Un agguato pianificato nei dettagli, consumato sul pianerottolo di casa e culminato in una violenza brutale. Così è stato ucciso Mario Ruoso, 87 anni, storico fondatore e patron di TelePordenone. Per il delitto è stato fermato Loriano Bedin, 67 anni, collaboratore di lunga data dell’imprenditore, che, dopo ore di interrogatorio, ha confessato. La Procura di Pordenone gli contesta l’omicidio volontario con le aggravanti della premeditazione e della minorata difesa della vittima, legata all’età avanzata.
Delitto premeditato
Secondo la ricostruzione fornita dagli investigatori, Bedin avrebbe preparato l’azione con anticipo.
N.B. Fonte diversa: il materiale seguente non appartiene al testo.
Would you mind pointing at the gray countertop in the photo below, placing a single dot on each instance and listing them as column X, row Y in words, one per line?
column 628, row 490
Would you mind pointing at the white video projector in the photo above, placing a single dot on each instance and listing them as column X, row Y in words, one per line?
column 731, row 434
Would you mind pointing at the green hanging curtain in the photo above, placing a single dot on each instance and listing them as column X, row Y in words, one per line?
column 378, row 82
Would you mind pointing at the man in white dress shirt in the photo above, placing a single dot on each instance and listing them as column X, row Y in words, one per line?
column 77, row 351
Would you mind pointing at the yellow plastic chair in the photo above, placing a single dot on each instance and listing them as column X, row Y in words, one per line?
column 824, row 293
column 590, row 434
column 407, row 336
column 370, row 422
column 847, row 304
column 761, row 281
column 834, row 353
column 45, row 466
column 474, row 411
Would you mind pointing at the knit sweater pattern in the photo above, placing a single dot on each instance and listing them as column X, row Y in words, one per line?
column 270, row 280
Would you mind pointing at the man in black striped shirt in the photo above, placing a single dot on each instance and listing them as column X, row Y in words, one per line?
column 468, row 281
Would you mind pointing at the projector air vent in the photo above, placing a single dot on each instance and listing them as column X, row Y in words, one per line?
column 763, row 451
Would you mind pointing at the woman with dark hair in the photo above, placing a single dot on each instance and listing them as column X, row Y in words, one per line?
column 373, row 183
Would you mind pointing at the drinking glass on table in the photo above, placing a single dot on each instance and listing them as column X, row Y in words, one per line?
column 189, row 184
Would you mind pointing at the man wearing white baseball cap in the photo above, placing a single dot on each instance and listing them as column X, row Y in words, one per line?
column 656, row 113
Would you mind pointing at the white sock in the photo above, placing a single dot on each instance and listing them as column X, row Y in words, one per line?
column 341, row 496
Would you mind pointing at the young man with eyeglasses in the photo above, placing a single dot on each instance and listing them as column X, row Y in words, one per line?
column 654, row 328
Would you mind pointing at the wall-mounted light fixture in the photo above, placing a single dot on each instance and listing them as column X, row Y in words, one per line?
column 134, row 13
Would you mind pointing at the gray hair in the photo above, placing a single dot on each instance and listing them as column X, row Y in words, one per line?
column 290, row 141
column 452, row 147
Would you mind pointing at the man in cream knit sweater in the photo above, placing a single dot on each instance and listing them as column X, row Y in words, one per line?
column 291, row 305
Le telecamere di sorveglianza lo hanno ripreso mentre mercoledì mattina presto entrava nel condominio dell’imprenditore con un tubo di ferro lungo 71 centimetri. L’uomo avrebbe raggiunto il settimo piano e atteso sul pianerottolo dell’attico che Ruoso uscisse di casa per iniziare la giornata di lavoro. Quando l’anziano è comparso sulla porta, attorno alle otto del mattino, l’aggressore lo ha colpito alle spalle. Il primo colpo lo ha fatto cadere a terra e nel cadere la vittima ha battuto la testa contro un tavolino. A quel punto l’assassino ha continuato a infierire con numerosi colpi alla testa. Gli investigatori descrivono la scena come una vera «mattanza». Subito dopo l’omicidio, Bedin avrebbe cercato di cancellare le tracce. Ha aperto la finestra del pianerottolo e ha lanciato nel giardino il tubo di ferro usato per l’aggressione, per evitare di essere visto mentre usciva armato. Una volta all’esterno lo ha recuperato e lo ha gettato nel vicino canale Brentella, dove è stato poi recuperato dai vigili del fuoco. Il 67enne si è quindi allontanato a piedi.
Il cambio di vestiti
In precedenza aveva parcheggiato l’auto, secondo quanto emerso, nei pressi del cimitero comunale, a qualche isolato di distanza, proprio per non attirare l’attenzione. Raggiunta la vettura si sarebbe cambiato d’abito, avendo con sé vestiti puliti, e gettato quelli insanguinati nel torrente Meduna. Il piano, però, è crollato davanti agli elementi raccolti dagli investigatori. Il medico legale Antonello Cirnell, già durante il primo esame, ha riconosciuto immediatamente i segni di un’aggressione violenta, escludendo che la morte potesse essere stata causata da un malore. A incastrare il sospettato sono state poi le immagini delle telecamere.